Corps à corps ; me perdre en toi | Critique d’Olivier Arteau-Gauthier à propos de Je suis un autre

Je suis un autre, LORGANISME, photo Julie Artacho 3 light 614x549

 

 

 

 

 

 

 

 

 

 

 

 

 

 

Olivier Arteau-Gauthier à propos de Je suis un autre: « Un des plus beaux spectacle de danse qui m’ait été donné de voir ». Voici sa critique!

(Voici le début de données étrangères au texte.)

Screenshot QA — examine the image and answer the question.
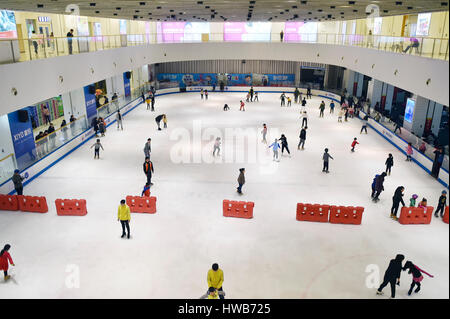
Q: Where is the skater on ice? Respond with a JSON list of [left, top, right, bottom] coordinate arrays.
[[0, 244, 15, 281], [403, 260, 434, 296], [377, 254, 405, 299]]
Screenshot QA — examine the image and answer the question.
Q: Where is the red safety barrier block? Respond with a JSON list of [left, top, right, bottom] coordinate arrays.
[[398, 206, 434, 225], [442, 206, 448, 224], [223, 199, 255, 219], [55, 198, 87, 216], [297, 203, 330, 223], [330, 206, 364, 225], [17, 195, 48, 213], [0, 194, 19, 210], [126, 196, 156, 214]]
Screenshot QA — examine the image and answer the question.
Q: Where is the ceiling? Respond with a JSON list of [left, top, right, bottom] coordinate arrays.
[[0, 0, 448, 22]]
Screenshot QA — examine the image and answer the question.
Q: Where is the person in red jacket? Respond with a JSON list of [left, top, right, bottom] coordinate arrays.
[[0, 245, 15, 281], [352, 137, 359, 152]]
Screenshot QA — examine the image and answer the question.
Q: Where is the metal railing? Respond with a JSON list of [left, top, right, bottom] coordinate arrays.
[[363, 105, 449, 171], [0, 33, 449, 63], [0, 153, 17, 184], [8, 82, 150, 175]]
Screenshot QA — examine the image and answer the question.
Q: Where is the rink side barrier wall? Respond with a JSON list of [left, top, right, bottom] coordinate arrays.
[[0, 86, 449, 195], [359, 111, 449, 188]]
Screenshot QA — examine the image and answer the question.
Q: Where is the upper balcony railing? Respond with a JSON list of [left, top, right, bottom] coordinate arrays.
[[0, 33, 449, 63]]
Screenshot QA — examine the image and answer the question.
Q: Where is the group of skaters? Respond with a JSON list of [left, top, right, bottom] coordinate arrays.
[[377, 254, 434, 299], [371, 153, 447, 221]]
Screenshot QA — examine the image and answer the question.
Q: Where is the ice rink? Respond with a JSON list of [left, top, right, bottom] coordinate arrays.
[[0, 93, 449, 299]]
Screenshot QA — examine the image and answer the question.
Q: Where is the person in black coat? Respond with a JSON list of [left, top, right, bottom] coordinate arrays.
[[377, 254, 405, 298], [385, 153, 394, 175], [297, 127, 308, 149], [391, 186, 405, 220], [278, 134, 291, 157], [372, 172, 386, 202]]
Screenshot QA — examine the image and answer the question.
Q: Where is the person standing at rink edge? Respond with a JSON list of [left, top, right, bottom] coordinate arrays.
[[144, 138, 152, 158], [377, 254, 405, 299], [207, 263, 225, 299], [11, 169, 25, 195], [0, 244, 15, 281], [117, 199, 131, 239]]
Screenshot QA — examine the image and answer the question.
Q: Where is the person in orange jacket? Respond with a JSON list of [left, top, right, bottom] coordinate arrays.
[[0, 244, 15, 281]]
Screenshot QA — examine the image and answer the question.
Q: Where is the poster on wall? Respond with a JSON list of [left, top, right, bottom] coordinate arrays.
[[8, 109, 36, 169], [157, 73, 217, 89], [405, 99, 416, 123], [123, 72, 131, 96], [223, 22, 272, 42], [156, 22, 210, 43], [84, 85, 97, 126], [227, 74, 253, 86], [284, 22, 318, 42], [0, 10, 17, 39], [252, 73, 295, 87], [416, 13, 431, 36]]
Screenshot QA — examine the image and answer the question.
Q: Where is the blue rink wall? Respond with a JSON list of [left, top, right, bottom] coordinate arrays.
[[0, 87, 449, 196]]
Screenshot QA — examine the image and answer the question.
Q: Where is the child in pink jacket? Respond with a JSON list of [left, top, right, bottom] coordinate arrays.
[[406, 143, 414, 162]]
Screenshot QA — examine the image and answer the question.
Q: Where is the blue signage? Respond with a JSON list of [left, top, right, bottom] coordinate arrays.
[[8, 111, 36, 170]]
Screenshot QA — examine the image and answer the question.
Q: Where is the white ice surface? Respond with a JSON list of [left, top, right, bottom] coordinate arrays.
[[0, 93, 449, 298]]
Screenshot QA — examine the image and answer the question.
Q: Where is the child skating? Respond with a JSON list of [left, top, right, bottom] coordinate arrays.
[[434, 190, 447, 218], [300, 111, 308, 128], [385, 153, 394, 175], [0, 244, 15, 281], [352, 137, 359, 152], [322, 148, 334, 173], [261, 124, 267, 144], [239, 100, 245, 112], [406, 143, 414, 162], [403, 260, 434, 296], [91, 139, 105, 159], [269, 139, 280, 162], [213, 137, 222, 156], [278, 134, 291, 157], [237, 168, 245, 195]]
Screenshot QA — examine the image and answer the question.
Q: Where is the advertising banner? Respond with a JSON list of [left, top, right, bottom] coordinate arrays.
[[84, 85, 97, 126], [157, 73, 217, 89], [284, 22, 317, 42], [156, 22, 210, 43], [223, 22, 272, 42], [0, 10, 17, 39], [252, 73, 295, 87], [8, 110, 36, 169], [123, 72, 131, 96]]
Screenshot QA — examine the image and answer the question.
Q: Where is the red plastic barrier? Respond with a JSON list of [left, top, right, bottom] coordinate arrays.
[[55, 199, 87, 216], [0, 194, 19, 210], [297, 203, 330, 223], [17, 195, 48, 213], [223, 199, 255, 219], [330, 206, 364, 225], [398, 206, 434, 225], [126, 196, 156, 214]]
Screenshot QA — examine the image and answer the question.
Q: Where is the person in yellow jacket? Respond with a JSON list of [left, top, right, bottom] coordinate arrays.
[[207, 264, 225, 299], [117, 199, 131, 239]]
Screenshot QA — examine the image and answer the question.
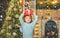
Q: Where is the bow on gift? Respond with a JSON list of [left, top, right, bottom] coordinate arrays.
[[24, 9, 33, 16]]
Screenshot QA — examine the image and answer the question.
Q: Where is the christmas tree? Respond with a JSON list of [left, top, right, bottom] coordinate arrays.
[[0, 0, 22, 38]]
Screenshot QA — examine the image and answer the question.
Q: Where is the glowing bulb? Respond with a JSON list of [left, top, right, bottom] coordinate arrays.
[[19, 0, 22, 3], [52, 1, 57, 4], [40, 2, 43, 4]]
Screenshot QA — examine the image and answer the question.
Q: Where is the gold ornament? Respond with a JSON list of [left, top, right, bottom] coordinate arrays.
[[19, 9, 22, 12], [16, 24, 20, 27], [6, 33, 11, 35], [6, 16, 11, 20], [8, 25, 12, 29], [1, 29, 5, 33], [15, 14, 19, 18], [14, 8, 17, 11]]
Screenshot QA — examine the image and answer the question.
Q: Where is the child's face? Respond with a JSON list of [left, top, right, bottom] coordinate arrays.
[[24, 16, 31, 23]]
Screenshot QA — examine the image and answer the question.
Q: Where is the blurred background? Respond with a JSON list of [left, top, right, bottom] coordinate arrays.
[[0, 0, 60, 38]]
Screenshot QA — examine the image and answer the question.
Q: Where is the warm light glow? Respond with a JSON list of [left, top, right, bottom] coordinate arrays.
[[52, 1, 57, 4], [19, 0, 22, 3], [40, 2, 43, 4]]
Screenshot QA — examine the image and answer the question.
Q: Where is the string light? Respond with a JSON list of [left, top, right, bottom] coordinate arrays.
[[52, 1, 57, 4], [19, 0, 22, 3]]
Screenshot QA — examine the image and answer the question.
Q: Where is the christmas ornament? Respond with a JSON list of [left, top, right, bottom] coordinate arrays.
[[6, 33, 11, 35], [14, 8, 17, 11], [24, 10, 33, 16], [8, 25, 12, 29], [16, 24, 20, 27], [1, 29, 5, 33], [15, 14, 19, 18], [13, 32, 17, 36]]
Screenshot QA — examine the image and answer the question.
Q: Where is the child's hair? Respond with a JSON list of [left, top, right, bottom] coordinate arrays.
[[23, 15, 33, 23]]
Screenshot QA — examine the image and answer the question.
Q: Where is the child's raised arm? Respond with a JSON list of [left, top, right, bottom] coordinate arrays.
[[19, 13, 24, 24], [32, 13, 38, 24]]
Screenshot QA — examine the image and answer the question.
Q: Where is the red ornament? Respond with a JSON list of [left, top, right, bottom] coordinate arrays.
[[24, 10, 33, 16]]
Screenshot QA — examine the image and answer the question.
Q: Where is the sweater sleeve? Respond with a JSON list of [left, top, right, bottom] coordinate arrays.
[[19, 13, 24, 24], [32, 13, 38, 25]]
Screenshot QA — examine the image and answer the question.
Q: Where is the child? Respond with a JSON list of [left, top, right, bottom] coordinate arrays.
[[19, 13, 37, 38]]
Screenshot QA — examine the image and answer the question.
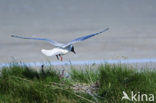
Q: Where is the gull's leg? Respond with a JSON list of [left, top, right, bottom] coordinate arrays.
[[56, 55, 59, 60]]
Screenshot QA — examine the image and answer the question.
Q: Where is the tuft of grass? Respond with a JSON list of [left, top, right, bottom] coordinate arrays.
[[0, 64, 156, 103]]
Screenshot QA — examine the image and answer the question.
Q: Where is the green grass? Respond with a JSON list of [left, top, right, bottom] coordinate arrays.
[[0, 64, 156, 103]]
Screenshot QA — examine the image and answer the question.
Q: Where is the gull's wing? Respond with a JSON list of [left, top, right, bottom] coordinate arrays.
[[11, 35, 64, 47], [64, 28, 109, 47]]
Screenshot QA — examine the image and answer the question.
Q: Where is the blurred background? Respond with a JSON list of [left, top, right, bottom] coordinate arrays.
[[0, 0, 156, 63]]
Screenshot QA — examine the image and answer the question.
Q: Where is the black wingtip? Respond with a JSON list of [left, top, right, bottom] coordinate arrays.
[[11, 35, 15, 37]]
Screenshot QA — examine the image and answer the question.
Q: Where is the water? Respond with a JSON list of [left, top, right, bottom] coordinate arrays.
[[0, 58, 156, 68]]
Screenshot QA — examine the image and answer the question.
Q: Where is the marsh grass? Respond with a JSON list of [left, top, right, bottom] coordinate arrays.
[[0, 64, 156, 103]]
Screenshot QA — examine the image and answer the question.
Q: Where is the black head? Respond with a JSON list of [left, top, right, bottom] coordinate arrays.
[[71, 46, 76, 54]]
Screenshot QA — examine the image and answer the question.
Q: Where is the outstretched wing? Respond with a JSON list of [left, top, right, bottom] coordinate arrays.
[[64, 28, 109, 47], [11, 35, 64, 47]]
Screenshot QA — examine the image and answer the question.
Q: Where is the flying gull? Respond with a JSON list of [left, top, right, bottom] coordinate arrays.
[[11, 28, 109, 61]]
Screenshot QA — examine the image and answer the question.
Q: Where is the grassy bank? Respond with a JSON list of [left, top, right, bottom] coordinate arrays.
[[0, 64, 156, 103]]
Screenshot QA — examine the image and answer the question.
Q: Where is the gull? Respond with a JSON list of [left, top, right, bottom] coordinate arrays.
[[11, 28, 109, 61]]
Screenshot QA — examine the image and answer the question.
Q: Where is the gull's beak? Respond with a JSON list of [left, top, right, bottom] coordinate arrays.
[[73, 51, 76, 54]]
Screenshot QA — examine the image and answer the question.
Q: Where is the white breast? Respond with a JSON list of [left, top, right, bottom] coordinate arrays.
[[41, 48, 69, 56]]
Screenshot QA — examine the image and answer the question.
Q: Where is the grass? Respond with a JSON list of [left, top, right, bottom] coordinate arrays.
[[0, 64, 156, 103]]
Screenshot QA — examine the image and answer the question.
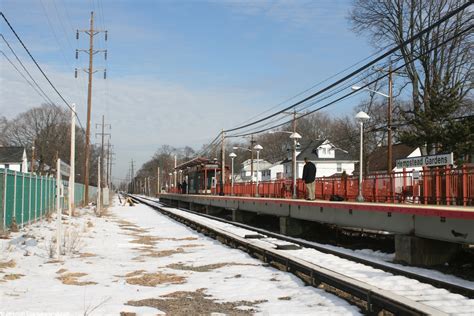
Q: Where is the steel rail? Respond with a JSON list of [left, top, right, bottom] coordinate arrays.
[[129, 195, 462, 315], [141, 197, 474, 299]]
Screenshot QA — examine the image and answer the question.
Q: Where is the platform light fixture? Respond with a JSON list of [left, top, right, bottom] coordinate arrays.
[[253, 144, 263, 197]]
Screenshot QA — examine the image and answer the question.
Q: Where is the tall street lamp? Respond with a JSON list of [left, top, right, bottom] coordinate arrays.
[[253, 144, 263, 197], [270, 131, 302, 199], [352, 84, 393, 174], [229, 152, 237, 195], [356, 111, 370, 202], [290, 132, 301, 199]]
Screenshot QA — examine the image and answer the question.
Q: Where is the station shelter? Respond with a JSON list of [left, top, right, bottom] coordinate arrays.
[[176, 157, 230, 194]]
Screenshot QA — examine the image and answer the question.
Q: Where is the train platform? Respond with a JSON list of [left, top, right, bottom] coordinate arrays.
[[160, 194, 474, 265]]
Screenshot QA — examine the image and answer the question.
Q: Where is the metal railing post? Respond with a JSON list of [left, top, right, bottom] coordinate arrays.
[[20, 172, 25, 228]]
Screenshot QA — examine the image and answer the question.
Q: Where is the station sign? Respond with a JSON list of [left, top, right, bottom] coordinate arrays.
[[397, 153, 454, 169]]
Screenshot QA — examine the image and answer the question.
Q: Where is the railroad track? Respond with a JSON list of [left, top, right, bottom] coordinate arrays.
[[127, 196, 474, 315]]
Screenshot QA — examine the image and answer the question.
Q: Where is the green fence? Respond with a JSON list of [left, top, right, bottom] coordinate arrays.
[[0, 169, 97, 230]]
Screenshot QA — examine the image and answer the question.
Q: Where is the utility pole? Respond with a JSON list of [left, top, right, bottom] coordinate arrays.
[[75, 12, 107, 205], [95, 115, 111, 187], [31, 139, 36, 173], [250, 134, 258, 182], [219, 129, 225, 195], [387, 64, 393, 174]]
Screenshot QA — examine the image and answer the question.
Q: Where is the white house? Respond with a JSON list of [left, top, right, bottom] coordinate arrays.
[[236, 159, 272, 182], [283, 140, 357, 178], [0, 147, 28, 172], [262, 161, 284, 181]]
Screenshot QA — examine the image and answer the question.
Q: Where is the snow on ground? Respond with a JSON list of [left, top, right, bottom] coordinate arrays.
[[0, 196, 360, 315], [153, 202, 474, 315]]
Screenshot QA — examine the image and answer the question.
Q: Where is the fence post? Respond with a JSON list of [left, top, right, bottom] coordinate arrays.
[[435, 167, 440, 205], [2, 169, 8, 230], [444, 165, 451, 205], [10, 170, 16, 225]]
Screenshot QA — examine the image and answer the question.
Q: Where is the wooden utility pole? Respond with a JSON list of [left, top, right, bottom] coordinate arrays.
[[219, 129, 225, 195], [250, 134, 254, 182], [76, 12, 107, 205], [31, 140, 36, 173]]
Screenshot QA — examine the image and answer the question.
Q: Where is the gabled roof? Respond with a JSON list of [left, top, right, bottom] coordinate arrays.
[[296, 139, 354, 161], [0, 147, 25, 163]]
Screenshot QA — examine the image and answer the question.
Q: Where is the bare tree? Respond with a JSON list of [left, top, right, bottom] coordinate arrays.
[[349, 0, 473, 158]]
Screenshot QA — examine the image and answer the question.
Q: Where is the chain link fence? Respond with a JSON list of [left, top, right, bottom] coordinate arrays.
[[0, 169, 97, 231]]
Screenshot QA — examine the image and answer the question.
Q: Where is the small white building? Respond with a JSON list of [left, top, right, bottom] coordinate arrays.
[[262, 161, 284, 181], [283, 140, 357, 178], [236, 159, 272, 182], [0, 147, 28, 172]]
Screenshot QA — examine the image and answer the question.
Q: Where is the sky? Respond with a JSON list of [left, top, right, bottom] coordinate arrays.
[[0, 0, 374, 181]]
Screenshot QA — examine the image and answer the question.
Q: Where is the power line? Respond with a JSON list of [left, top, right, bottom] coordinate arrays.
[[0, 12, 84, 130], [0, 34, 54, 104], [224, 0, 472, 133]]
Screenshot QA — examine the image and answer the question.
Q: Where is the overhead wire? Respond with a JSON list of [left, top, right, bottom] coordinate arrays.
[[0, 33, 54, 104], [0, 50, 53, 104], [224, 0, 472, 133], [226, 25, 474, 138], [0, 12, 84, 131]]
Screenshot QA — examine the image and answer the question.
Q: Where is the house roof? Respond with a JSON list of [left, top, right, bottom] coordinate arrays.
[[368, 144, 416, 172], [0, 147, 25, 163], [296, 139, 353, 161]]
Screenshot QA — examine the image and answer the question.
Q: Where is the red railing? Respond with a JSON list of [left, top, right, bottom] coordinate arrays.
[[164, 166, 474, 206]]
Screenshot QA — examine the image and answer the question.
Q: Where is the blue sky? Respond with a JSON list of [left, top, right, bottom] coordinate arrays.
[[0, 0, 373, 181]]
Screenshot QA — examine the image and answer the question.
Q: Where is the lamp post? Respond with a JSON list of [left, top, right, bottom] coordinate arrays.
[[213, 158, 217, 193], [229, 152, 237, 195], [352, 84, 393, 174], [270, 131, 302, 199], [356, 111, 370, 202], [290, 132, 301, 199], [253, 144, 263, 197]]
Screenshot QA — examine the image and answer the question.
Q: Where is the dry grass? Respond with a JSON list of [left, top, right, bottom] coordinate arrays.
[[127, 289, 265, 316], [3, 273, 25, 281], [57, 272, 97, 286], [79, 252, 97, 258], [126, 270, 186, 287], [0, 259, 16, 269], [166, 262, 256, 272], [130, 235, 160, 246]]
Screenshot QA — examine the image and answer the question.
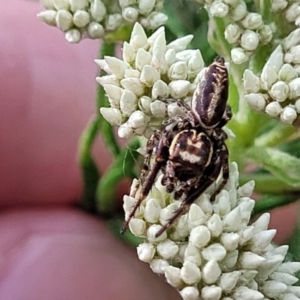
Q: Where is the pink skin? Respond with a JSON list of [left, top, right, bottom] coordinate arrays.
[[0, 0, 296, 300]]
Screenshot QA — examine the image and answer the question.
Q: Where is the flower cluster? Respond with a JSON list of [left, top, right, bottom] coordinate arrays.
[[244, 28, 300, 124], [193, 0, 274, 64], [96, 23, 205, 138], [124, 163, 300, 300], [37, 0, 167, 43]]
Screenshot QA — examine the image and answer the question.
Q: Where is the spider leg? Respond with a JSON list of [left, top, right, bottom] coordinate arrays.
[[155, 151, 224, 237], [121, 133, 168, 233]]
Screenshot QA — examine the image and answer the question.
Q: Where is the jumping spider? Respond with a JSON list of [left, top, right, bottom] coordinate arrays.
[[122, 57, 232, 237]]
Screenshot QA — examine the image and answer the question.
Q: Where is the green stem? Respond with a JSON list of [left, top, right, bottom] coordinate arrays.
[[97, 139, 140, 215], [78, 116, 100, 212], [97, 42, 120, 157]]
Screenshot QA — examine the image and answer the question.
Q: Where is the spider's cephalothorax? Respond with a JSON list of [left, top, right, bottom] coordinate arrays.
[[123, 57, 231, 237]]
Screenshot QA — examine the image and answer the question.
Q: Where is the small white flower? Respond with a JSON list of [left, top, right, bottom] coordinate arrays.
[[230, 47, 249, 65], [124, 163, 300, 300], [244, 93, 267, 111], [224, 24, 242, 44], [280, 106, 297, 124], [241, 13, 263, 30], [241, 29, 259, 51], [209, 1, 229, 18]]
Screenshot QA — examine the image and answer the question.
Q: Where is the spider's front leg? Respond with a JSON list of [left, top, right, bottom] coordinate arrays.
[[121, 131, 169, 233], [155, 146, 228, 237]]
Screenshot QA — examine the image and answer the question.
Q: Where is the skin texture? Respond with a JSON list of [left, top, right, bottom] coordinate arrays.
[[0, 0, 296, 300]]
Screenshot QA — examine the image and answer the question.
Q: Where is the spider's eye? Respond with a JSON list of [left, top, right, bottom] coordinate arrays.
[[192, 57, 228, 129]]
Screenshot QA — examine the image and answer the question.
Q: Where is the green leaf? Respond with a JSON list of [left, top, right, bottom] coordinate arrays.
[[246, 146, 300, 187], [96, 139, 140, 214]]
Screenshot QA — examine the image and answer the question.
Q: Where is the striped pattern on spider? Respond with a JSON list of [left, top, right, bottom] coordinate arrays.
[[122, 57, 232, 237]]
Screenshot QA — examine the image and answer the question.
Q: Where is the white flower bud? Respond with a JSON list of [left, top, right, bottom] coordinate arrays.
[[241, 13, 263, 30], [121, 78, 145, 97], [271, 0, 288, 12], [137, 243, 155, 262], [138, 0, 155, 15], [151, 80, 169, 99], [188, 203, 207, 228], [135, 48, 152, 71], [147, 224, 167, 243], [104, 56, 129, 79], [261, 280, 287, 298], [169, 80, 190, 99], [202, 260, 222, 285], [53, 0, 70, 10], [103, 84, 124, 108], [87, 22, 105, 39], [201, 285, 222, 300], [209, 1, 229, 18], [129, 218, 146, 238], [91, 0, 106, 22], [270, 81, 289, 102], [150, 100, 167, 118], [140, 65, 160, 87], [221, 232, 240, 251], [257, 25, 273, 45], [100, 107, 123, 126], [241, 29, 259, 51], [250, 229, 276, 253], [168, 61, 187, 80], [164, 266, 184, 289], [266, 102, 282, 118], [37, 10, 57, 26], [165, 49, 176, 66], [285, 3, 300, 22], [150, 258, 169, 274], [65, 29, 81, 44], [201, 243, 227, 261], [224, 24, 242, 44], [229, 1, 247, 22], [184, 243, 202, 267], [120, 90, 137, 117], [270, 272, 298, 285], [284, 45, 300, 64], [230, 47, 249, 65], [105, 14, 123, 31], [141, 11, 168, 30], [157, 240, 179, 259], [232, 286, 264, 300], [56, 9, 73, 31], [190, 226, 211, 249], [278, 64, 298, 82], [219, 271, 241, 294], [207, 214, 223, 237], [180, 261, 201, 285], [283, 28, 300, 50], [69, 0, 89, 12], [239, 252, 265, 270], [180, 286, 199, 300], [167, 34, 194, 52], [295, 99, 300, 114], [223, 207, 241, 232], [289, 77, 300, 99], [73, 10, 90, 28], [138, 96, 152, 115], [280, 106, 297, 124]]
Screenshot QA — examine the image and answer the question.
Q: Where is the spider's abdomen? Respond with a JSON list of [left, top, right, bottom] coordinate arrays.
[[169, 129, 213, 174], [192, 58, 228, 129]]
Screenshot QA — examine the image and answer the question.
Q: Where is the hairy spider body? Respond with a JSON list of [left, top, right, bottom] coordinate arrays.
[[122, 57, 231, 237]]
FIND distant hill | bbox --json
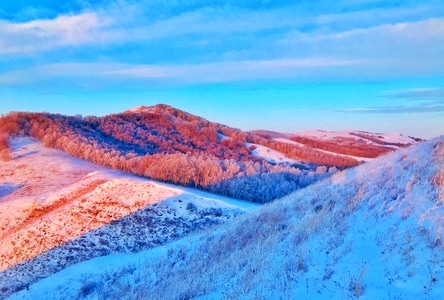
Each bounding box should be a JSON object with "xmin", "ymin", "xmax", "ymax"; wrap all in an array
[
  {"xmin": 252, "ymin": 130, "xmax": 422, "ymax": 161},
  {"xmin": 0, "ymin": 104, "xmax": 413, "ymax": 203},
  {"xmin": 11, "ymin": 132, "xmax": 444, "ymax": 299}
]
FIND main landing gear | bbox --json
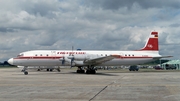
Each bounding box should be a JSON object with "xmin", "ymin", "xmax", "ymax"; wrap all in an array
[
  {"xmin": 21, "ymin": 66, "xmax": 28, "ymax": 75},
  {"xmin": 76, "ymin": 66, "xmax": 85, "ymax": 73},
  {"xmin": 76, "ymin": 66, "xmax": 96, "ymax": 74}
]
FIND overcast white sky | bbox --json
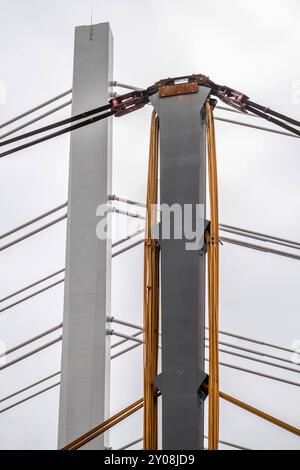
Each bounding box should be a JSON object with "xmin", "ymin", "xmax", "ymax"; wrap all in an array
[{"xmin": 0, "ymin": 0, "xmax": 300, "ymax": 449}]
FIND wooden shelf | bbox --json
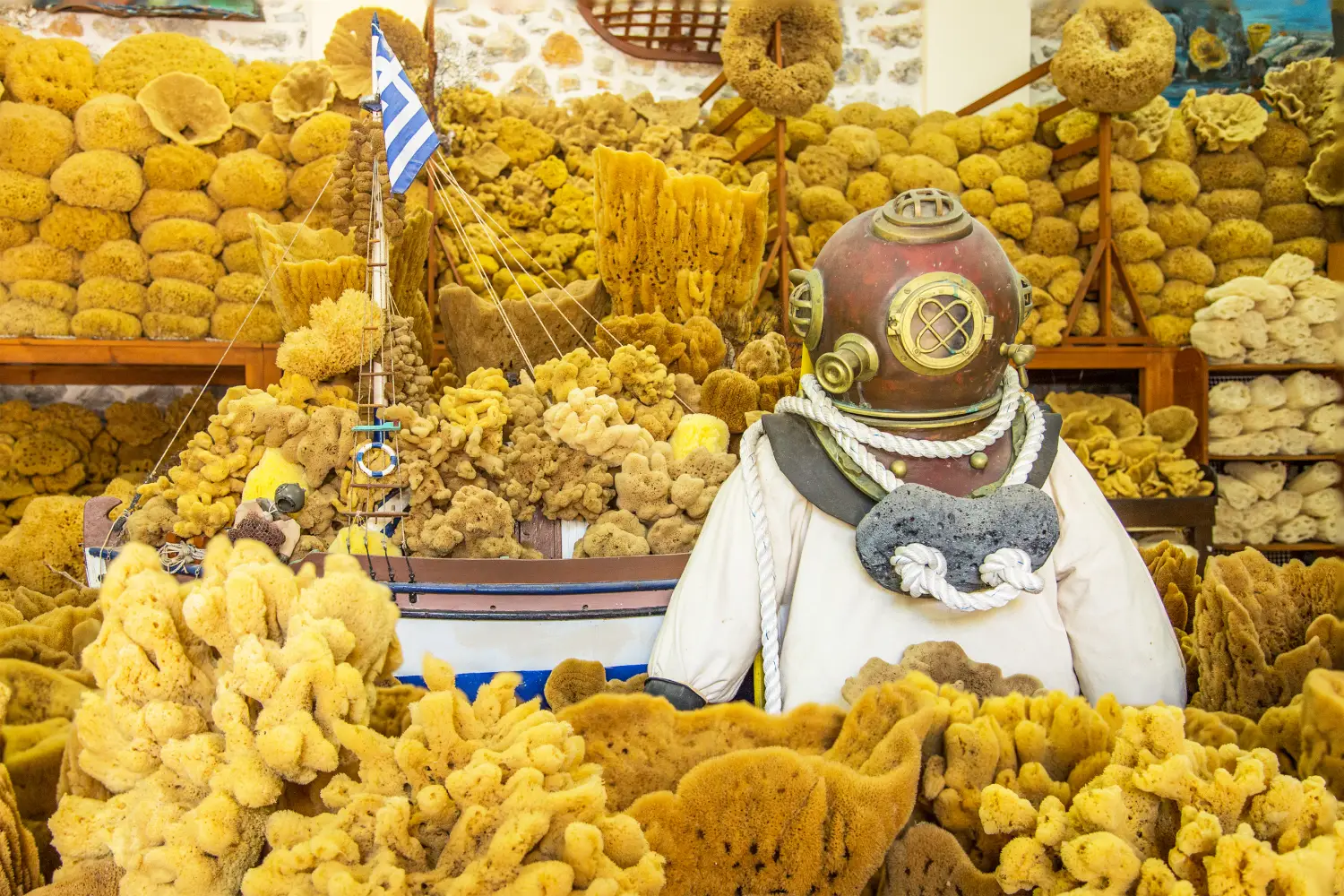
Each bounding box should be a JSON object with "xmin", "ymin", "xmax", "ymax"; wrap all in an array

Après avoir présenté sa pièce au OFFTA, à La Chapelle (deuxans de suite) et en France, Catherine Gaudet présente les 10, 11 et 12 avril 2014 à La Rotonde, sa pièce Je suis un autre.
Aux amateurs de ce que nous sommes.

L’arrivée au monde se fait en douceur. Des pieds (les pauvres, c’est dangereux de naître par cette extrémité du corps!) éclairés par un carré de lumière : ce huis clos, cette prison de l’identité que la vie nous contraint d’occuper. Leurs corps, désarticulés, qui traduisent une difficulté féroce d’arriver au monde, s’accompagnent de chignements enfantins magnifiquement réalisés. De là naît toute la tragédie : confinés à devoir évoluer ensemble, deux êtres cherchent à faire jaillir leur propre personnalité en étant constamment remis en question par la perception de l’autre. Catherine Gaudet signe ici une oeuvre universelle qui trouve toute sa raison d’être à travers l’art du mouvement.

Je suis un autre.
Je suis un autre.
Ce titre, que l’on ressasse cent fois à la sortie du spectacle, crée une forte résonance chez des jeunes (puisque je fais moi-même partie intégrante de cette génération) qui grandissent dans ce monde mitraillé par la quête de la performance. Quête du beau, quête du plus, quête du meilleur, quête de soi… Le rapport que nous avons avec les autres en deux mille quatorze est constamment modifié par la présence des médias sociaux, du vedettariat, de l’amour-fast-food qui nous oblige à changer. Changer pour devancer sa date de péremption ou pour simplement être aimé quelques jours de plus. (Notez ici la teinte d’ironie, procédé très tendance à l’heure qu’il est!) La chorégraphe aborde avec fougue, mais simplicité ce désir de plaire et de répondre aux exigences de son autre.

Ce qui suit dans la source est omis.